Do you feel scatter-brained? Are you so distracted and over-stimulated that you become jittery just thinking about a day without your to-do list or your electronic devices? Are you multi-tasking so much that your brain has forgotten how to concentrate on one thing at a time? Are you ever able to finish a prayer without losing yourself in a train of thought? Don’t fret or diagnose yourself as having ADHD. Instead, tell your brain that the ability to focus is there, but you need to do some retraining. (Rom. 12:2)
Keeping Room Tips:
First, you need to think about your thinking.
*There are no USB ports on the surface of your body. You don’t always have to be living as if you are waiting to receive external data. Turn inward. Start praying for God to position your heart upon what you most need to contemplate. Nothing lives closer to your brain than the Holy Spirit – by faith choose Him to be your Brain Teacher. (Gal 2:20)

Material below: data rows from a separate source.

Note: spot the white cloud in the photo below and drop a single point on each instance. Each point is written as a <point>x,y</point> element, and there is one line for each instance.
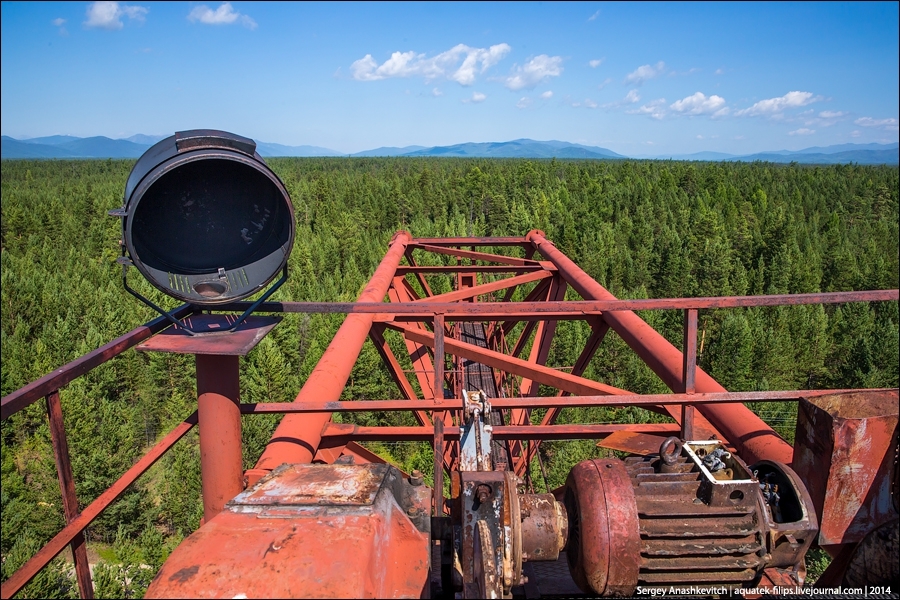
<point>108,15</point>
<point>775,106</point>
<point>886,124</point>
<point>655,109</point>
<point>534,71</point>
<point>224,15</point>
<point>459,64</point>
<point>700,104</point>
<point>632,97</point>
<point>644,73</point>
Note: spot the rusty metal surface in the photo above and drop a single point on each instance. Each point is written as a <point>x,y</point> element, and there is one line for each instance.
<point>64,375</point>
<point>550,579</point>
<point>51,549</point>
<point>845,447</point>
<point>681,511</point>
<point>545,527</point>
<point>644,444</point>
<point>332,485</point>
<point>695,524</point>
<point>604,535</point>
<point>236,343</point>
<point>310,531</point>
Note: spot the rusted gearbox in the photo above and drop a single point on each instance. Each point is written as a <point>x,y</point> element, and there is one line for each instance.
<point>310,531</point>
<point>695,514</point>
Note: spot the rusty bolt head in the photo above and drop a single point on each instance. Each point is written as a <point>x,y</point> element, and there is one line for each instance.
<point>416,478</point>
<point>483,492</point>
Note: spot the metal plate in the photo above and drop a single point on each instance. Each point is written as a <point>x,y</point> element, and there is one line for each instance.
<point>210,339</point>
<point>316,485</point>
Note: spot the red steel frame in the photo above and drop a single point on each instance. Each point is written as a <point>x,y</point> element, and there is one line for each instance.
<point>697,406</point>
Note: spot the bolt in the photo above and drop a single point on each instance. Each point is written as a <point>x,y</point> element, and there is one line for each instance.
<point>416,478</point>
<point>483,492</point>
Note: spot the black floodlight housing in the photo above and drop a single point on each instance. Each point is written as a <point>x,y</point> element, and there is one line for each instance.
<point>205,220</point>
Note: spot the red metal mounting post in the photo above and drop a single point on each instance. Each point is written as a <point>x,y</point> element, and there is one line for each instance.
<point>690,371</point>
<point>218,397</point>
<point>67,487</point>
<point>217,358</point>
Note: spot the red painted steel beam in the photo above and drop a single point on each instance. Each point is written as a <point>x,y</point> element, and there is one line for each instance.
<point>396,370</point>
<point>540,350</point>
<point>453,269</point>
<point>559,310</point>
<point>548,402</point>
<point>400,292</point>
<point>40,388</point>
<point>486,288</point>
<point>473,255</point>
<point>500,432</point>
<point>51,549</point>
<point>471,241</point>
<point>753,439</point>
<point>516,366</point>
<point>67,488</point>
<point>599,328</point>
<point>420,275</point>
<point>296,437</point>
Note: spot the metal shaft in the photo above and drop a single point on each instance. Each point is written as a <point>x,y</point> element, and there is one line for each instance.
<point>297,437</point>
<point>750,435</point>
<point>218,396</point>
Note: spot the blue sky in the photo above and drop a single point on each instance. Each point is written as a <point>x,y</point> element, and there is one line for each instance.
<point>639,79</point>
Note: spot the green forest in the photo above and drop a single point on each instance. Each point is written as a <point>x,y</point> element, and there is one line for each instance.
<point>643,229</point>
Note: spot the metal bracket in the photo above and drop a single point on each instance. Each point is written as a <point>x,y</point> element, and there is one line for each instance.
<point>125,262</point>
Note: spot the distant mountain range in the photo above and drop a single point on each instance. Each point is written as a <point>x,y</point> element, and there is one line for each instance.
<point>66,146</point>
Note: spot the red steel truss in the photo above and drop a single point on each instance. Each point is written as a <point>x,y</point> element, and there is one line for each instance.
<point>476,326</point>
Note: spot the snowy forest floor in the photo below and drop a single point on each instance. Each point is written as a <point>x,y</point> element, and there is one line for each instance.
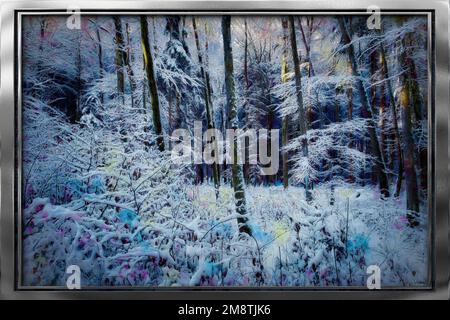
<point>293,243</point>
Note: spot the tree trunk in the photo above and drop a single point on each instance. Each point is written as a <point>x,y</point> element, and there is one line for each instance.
<point>368,110</point>
<point>100,60</point>
<point>390,92</point>
<point>412,196</point>
<point>119,59</point>
<point>128,60</point>
<point>285,120</point>
<point>209,115</point>
<point>303,125</point>
<point>238,185</point>
<point>148,63</point>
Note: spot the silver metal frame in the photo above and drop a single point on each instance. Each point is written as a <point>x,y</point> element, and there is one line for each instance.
<point>10,143</point>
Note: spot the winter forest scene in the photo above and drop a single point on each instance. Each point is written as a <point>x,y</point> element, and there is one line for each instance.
<point>316,125</point>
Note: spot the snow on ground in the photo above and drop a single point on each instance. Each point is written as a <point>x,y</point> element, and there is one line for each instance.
<point>293,243</point>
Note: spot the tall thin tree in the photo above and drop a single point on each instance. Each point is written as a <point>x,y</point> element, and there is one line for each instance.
<point>238,184</point>
<point>149,70</point>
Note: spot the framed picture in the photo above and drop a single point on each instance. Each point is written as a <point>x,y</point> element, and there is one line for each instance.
<point>224,150</point>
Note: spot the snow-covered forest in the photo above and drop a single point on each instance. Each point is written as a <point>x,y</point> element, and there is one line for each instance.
<point>101,189</point>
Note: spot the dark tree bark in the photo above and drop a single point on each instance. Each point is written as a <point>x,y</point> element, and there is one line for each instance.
<point>209,114</point>
<point>390,92</point>
<point>367,109</point>
<point>148,63</point>
<point>238,184</point>
<point>406,107</point>
<point>128,59</point>
<point>285,120</point>
<point>100,59</point>
<point>119,58</point>
<point>303,125</point>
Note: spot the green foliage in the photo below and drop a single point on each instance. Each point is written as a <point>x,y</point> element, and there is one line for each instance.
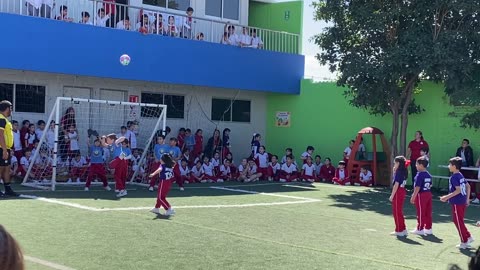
<point>383,48</point>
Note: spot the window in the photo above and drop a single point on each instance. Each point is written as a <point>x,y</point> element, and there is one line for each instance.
<point>172,4</point>
<point>6,91</point>
<point>226,9</point>
<point>227,110</point>
<point>25,98</point>
<point>221,110</point>
<point>175,105</point>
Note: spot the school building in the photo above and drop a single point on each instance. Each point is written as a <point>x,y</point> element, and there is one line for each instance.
<point>205,84</point>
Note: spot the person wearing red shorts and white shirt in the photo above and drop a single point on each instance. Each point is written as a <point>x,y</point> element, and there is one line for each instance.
<point>261,160</point>
<point>308,170</point>
<point>288,172</point>
<point>341,175</point>
<point>365,178</point>
<point>209,171</point>
<point>274,169</point>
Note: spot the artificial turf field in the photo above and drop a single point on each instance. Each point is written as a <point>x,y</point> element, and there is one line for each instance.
<point>240,226</point>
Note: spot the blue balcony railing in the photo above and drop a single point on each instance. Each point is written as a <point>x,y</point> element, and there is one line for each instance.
<point>155,21</point>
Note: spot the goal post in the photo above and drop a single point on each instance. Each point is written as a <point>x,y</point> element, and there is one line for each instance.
<point>61,154</point>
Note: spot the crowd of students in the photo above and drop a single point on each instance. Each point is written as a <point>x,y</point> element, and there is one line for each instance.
<point>115,16</point>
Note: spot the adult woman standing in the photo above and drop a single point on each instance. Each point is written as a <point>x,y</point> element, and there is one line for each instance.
<point>413,151</point>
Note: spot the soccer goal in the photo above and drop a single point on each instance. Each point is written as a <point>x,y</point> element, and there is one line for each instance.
<point>60,156</point>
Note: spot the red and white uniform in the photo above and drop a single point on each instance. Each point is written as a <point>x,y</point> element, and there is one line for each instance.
<point>365,179</point>
<point>225,172</point>
<point>208,170</point>
<point>305,155</point>
<point>274,170</point>
<point>262,162</point>
<point>341,177</point>
<point>288,172</point>
<point>308,172</point>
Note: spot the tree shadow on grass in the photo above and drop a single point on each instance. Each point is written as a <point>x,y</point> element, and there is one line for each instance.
<point>376,200</point>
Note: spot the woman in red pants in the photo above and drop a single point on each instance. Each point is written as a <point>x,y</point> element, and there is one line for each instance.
<point>166,177</point>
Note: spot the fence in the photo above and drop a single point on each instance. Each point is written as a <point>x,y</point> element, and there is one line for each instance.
<point>153,21</point>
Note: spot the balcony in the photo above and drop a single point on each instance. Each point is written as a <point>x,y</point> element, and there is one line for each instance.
<point>169,54</point>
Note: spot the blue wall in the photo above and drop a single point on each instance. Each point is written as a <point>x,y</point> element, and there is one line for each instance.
<point>38,44</point>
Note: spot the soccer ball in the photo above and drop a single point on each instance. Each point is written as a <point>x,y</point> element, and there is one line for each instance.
<point>125,59</point>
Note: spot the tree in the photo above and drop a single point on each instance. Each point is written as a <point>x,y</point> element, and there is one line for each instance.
<point>383,49</point>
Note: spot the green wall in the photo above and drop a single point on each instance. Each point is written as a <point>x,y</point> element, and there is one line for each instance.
<point>272,16</point>
<point>322,117</point>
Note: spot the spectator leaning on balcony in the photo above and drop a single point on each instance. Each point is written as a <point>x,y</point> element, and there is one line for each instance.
<point>102,18</point>
<point>85,18</point>
<point>257,42</point>
<point>64,14</point>
<point>244,39</point>
<point>46,8</point>
<point>124,24</point>
<point>187,24</point>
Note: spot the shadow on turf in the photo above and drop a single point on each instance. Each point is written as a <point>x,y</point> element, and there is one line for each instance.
<point>374,201</point>
<point>192,190</point>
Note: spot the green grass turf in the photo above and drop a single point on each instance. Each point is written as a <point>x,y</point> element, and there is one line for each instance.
<point>348,229</point>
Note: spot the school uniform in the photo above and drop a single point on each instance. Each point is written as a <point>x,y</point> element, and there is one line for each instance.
<point>341,177</point>
<point>288,173</point>
<point>423,201</point>
<point>308,172</point>
<point>459,205</point>
<point>398,201</point>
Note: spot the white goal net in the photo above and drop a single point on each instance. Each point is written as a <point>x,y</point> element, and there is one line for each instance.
<point>60,154</point>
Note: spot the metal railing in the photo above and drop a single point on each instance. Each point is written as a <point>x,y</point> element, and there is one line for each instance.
<point>154,21</point>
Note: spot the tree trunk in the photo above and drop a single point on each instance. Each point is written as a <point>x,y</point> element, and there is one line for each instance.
<point>394,136</point>
<point>409,87</point>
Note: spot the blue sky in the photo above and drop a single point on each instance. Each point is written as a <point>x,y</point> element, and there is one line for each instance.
<point>313,69</point>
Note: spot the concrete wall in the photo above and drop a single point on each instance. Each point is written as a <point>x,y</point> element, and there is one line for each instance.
<point>198,102</point>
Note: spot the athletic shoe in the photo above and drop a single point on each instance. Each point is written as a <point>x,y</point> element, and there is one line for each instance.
<point>428,232</point>
<point>170,212</point>
<point>417,232</point>
<point>122,193</point>
<point>470,240</point>
<point>463,246</point>
<point>155,211</point>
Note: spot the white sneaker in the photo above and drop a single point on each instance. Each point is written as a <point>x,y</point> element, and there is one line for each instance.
<point>417,232</point>
<point>170,212</point>
<point>470,240</point>
<point>463,246</point>
<point>155,211</point>
<point>122,193</point>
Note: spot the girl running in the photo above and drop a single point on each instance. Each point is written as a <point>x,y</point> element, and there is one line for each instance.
<point>397,197</point>
<point>166,177</point>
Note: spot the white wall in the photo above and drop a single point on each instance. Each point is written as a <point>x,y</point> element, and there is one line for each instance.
<point>198,102</point>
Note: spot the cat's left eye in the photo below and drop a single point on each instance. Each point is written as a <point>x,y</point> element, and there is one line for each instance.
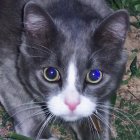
<point>94,76</point>
<point>51,74</point>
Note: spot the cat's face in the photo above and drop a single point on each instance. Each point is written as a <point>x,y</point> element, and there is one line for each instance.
<point>70,64</point>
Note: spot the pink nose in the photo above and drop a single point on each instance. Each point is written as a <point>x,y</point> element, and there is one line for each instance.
<point>72,105</point>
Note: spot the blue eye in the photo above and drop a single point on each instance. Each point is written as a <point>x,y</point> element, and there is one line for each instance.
<point>51,74</point>
<point>94,76</point>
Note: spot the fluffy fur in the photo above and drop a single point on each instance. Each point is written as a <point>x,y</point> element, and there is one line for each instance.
<point>74,36</point>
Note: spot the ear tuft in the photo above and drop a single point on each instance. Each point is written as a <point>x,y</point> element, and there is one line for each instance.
<point>37,22</point>
<point>113,29</point>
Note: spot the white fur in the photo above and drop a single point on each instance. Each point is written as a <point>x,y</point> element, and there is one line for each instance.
<point>57,104</point>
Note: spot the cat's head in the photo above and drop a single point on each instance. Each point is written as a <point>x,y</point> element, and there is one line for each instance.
<point>71,64</point>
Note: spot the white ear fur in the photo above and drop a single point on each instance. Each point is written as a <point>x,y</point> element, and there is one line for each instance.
<point>36,20</point>
<point>113,29</point>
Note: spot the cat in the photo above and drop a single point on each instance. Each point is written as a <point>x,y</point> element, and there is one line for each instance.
<point>61,60</point>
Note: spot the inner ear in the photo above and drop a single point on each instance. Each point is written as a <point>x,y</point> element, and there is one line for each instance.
<point>113,29</point>
<point>37,23</point>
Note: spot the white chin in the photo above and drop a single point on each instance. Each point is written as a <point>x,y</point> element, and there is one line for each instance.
<point>71,118</point>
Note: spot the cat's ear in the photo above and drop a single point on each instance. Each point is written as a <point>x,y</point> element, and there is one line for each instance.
<point>38,25</point>
<point>113,30</point>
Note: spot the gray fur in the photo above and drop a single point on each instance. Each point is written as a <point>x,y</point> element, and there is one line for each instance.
<point>85,29</point>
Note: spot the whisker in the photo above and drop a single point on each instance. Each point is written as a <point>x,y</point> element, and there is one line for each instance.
<point>30,116</point>
<point>43,126</point>
<point>94,126</point>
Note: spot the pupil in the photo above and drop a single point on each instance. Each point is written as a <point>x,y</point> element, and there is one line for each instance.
<point>94,75</point>
<point>51,73</point>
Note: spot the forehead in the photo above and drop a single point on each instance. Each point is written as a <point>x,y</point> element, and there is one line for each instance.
<point>76,40</point>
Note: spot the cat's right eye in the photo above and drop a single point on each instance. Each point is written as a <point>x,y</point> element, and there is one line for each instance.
<point>51,74</point>
<point>94,76</point>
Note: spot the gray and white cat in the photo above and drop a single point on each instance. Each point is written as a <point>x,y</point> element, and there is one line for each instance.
<point>61,60</point>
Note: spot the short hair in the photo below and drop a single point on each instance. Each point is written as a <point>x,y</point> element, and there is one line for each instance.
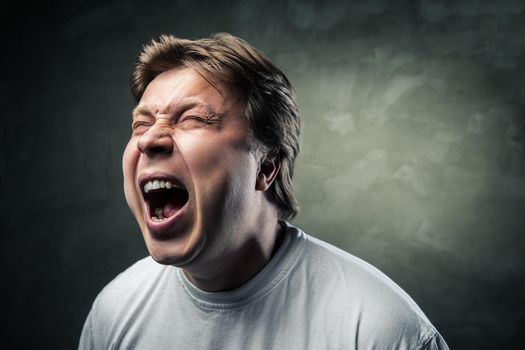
<point>269,99</point>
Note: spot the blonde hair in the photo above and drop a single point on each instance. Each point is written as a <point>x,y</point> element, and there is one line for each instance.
<point>269,100</point>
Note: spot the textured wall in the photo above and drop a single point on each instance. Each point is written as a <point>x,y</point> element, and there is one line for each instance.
<point>413,148</point>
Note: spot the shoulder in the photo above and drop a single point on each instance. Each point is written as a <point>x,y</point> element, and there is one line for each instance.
<point>128,290</point>
<point>363,299</point>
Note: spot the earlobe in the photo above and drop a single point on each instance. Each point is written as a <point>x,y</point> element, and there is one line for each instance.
<point>268,170</point>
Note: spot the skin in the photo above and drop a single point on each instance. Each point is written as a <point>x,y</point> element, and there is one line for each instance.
<point>187,128</point>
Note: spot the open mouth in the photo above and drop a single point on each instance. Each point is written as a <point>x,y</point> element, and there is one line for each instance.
<point>164,198</point>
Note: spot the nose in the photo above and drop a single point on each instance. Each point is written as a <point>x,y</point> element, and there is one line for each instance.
<point>156,141</point>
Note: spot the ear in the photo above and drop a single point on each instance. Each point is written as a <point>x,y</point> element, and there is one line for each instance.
<point>268,170</point>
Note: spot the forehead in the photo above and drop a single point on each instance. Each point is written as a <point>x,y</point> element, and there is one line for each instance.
<point>178,86</point>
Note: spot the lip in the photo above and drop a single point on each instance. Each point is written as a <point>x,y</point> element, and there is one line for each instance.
<point>143,179</point>
<point>173,226</point>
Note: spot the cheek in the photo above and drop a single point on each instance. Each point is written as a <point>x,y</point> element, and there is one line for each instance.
<point>129,166</point>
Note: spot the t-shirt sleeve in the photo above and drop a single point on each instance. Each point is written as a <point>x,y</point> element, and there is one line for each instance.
<point>436,342</point>
<point>86,338</point>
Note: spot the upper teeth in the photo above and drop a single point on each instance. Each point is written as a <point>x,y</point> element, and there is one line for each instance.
<point>156,184</point>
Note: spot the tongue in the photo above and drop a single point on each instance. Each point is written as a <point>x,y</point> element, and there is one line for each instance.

*The Maker designed your brain to be malleable so that you could use your free will to think excellent and praiseworthy thoughts. You can literally grow in your brain more ability to focus – by thinking about focusing. Using God’s Word as your guide, you decide which focused thoughts you want to be part of your daily life. When you catch yourself thinking about something negative or jumping around to multiple and disjointed thoughts, remind your brain that you are teaching it how to be organized and healthy. (Phil. 4:8, Heb. 4:12b)
*The prophets demonstrate for you the best focus you can have. Simeon had a single focus on seeing Christ, and Anna’s primary focus was worshiping night and day. Look to them as your role models for where to place your first focus. (Luke 2:25-26, 37)
Second, you want to practice doing something new with your thinking.
*Re-learn how to concentrate on one task or one topic for a set amount of time. Use a timer or timed activity. For example, if you need to do some problem-solving or make a decision, give yourself the length of your shower to prayerfully think only about that one problem or that one decision.
*If your brain is struggling to empty itself of excess thoughts, make a list of thoughts you can return to when your focused time is up.
*Use a visual aid to help you focus on one thing at a time. For example, hold a picture of someone you’re praying for and keep looking at the photo until you’re done praying.